My grandmother was a very proper woman whom I never heard speak ill of anyone.
Except once.
Her husband was a Republican Senator who kept for posterity his thank you letter from Martin Luther King Jr. for voting for the Civil Rights Act.
Strom Thurmond, on the other hand… One of my older cousins asked her how he’d done his historic 24 hour filibuster and Gram did a sharp sniff, took a deep breath, and told us kids, “Well! He had a catheter installed under his pants.” The disdain in her voice was something so unexpected coming from her that I’ve never forgotten it.

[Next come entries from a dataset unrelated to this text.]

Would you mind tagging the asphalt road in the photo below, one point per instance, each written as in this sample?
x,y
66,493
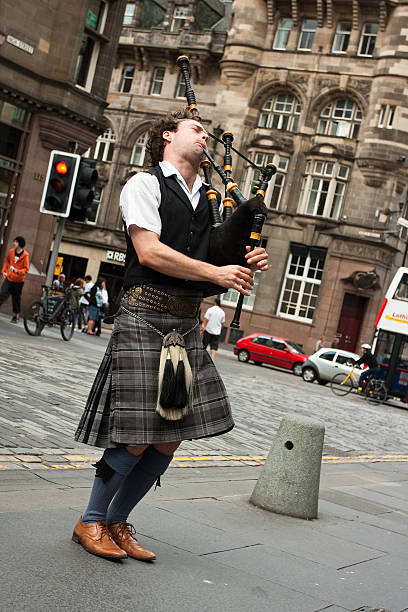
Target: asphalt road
x,y
45,382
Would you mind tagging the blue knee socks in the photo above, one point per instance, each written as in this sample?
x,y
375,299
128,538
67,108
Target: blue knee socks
x,y
135,486
111,471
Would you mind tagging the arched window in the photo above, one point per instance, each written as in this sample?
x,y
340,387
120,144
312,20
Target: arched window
x,y
341,117
281,113
103,148
139,150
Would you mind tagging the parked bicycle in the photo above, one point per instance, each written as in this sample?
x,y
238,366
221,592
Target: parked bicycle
x,y
52,309
374,389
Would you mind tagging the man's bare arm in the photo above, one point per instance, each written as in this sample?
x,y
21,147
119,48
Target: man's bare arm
x,y
162,258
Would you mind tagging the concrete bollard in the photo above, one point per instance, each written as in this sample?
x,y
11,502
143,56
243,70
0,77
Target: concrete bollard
x,y
289,481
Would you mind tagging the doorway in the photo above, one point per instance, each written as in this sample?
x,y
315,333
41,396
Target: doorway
x,y
351,319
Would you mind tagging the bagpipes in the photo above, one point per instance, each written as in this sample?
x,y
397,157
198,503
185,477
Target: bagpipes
x,y
229,235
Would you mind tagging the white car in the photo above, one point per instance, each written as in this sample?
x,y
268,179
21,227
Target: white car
x,y
327,362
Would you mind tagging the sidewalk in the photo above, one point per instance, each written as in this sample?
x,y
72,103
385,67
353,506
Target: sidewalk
x,y
215,551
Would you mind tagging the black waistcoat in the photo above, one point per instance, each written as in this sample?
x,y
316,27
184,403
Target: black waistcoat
x,y
183,229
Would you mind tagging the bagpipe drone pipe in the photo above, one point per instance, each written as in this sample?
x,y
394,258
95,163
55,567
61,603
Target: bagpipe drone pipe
x,y
234,230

(I debated saying contempt, but Merriam-Webster says disdain means considering someone as being beneath one’s notice or dignity and that captures it perfectly. Like I say, she was a proper woman.)
Today I watched now and then and then all of the last 45 minutes of Cory Booker’s speech before Congress. Senator Booker, with enough African heritage to know what it is to be a Black man in America today, was determined to best the record of a man who had agitated for segregation and the snatching away of rights of people who looked like him. Booker was speaking up for the rule of law, the sanctity of the courts, and the rights of all of us. For us to reclaim all that is good in us as Americans and in our government.

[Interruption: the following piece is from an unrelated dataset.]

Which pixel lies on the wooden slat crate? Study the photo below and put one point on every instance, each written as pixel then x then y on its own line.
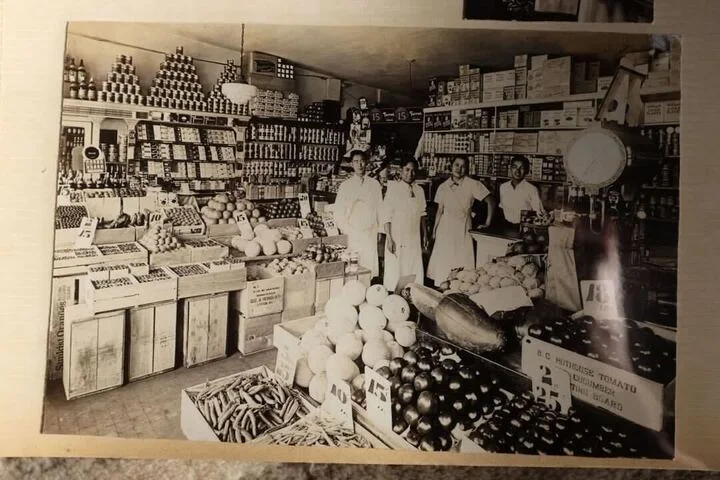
pixel 151 340
pixel 93 351
pixel 205 328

And he did it. He did it. And he kept going, just for good measure, long enough to get past that 24 hour 18 mark to a solid 25-plus so that his number and Thurmond’s would never be the same. Beat the old bastard once and for all. It was a declaration that the old racist fascist in the White House is going to lose out to the judgments of history, too.
Gram’s reaction was never about the catheter. It was just the closest she could come to saying how p***-poor Thurmond’s ideas had been and what kind of a person would go to so much effort towards damaging the lives of so many others.
Cory Booker stood there, for 25 hours on his feet straight he stood up for every single one of us and I am so proud and so grateful.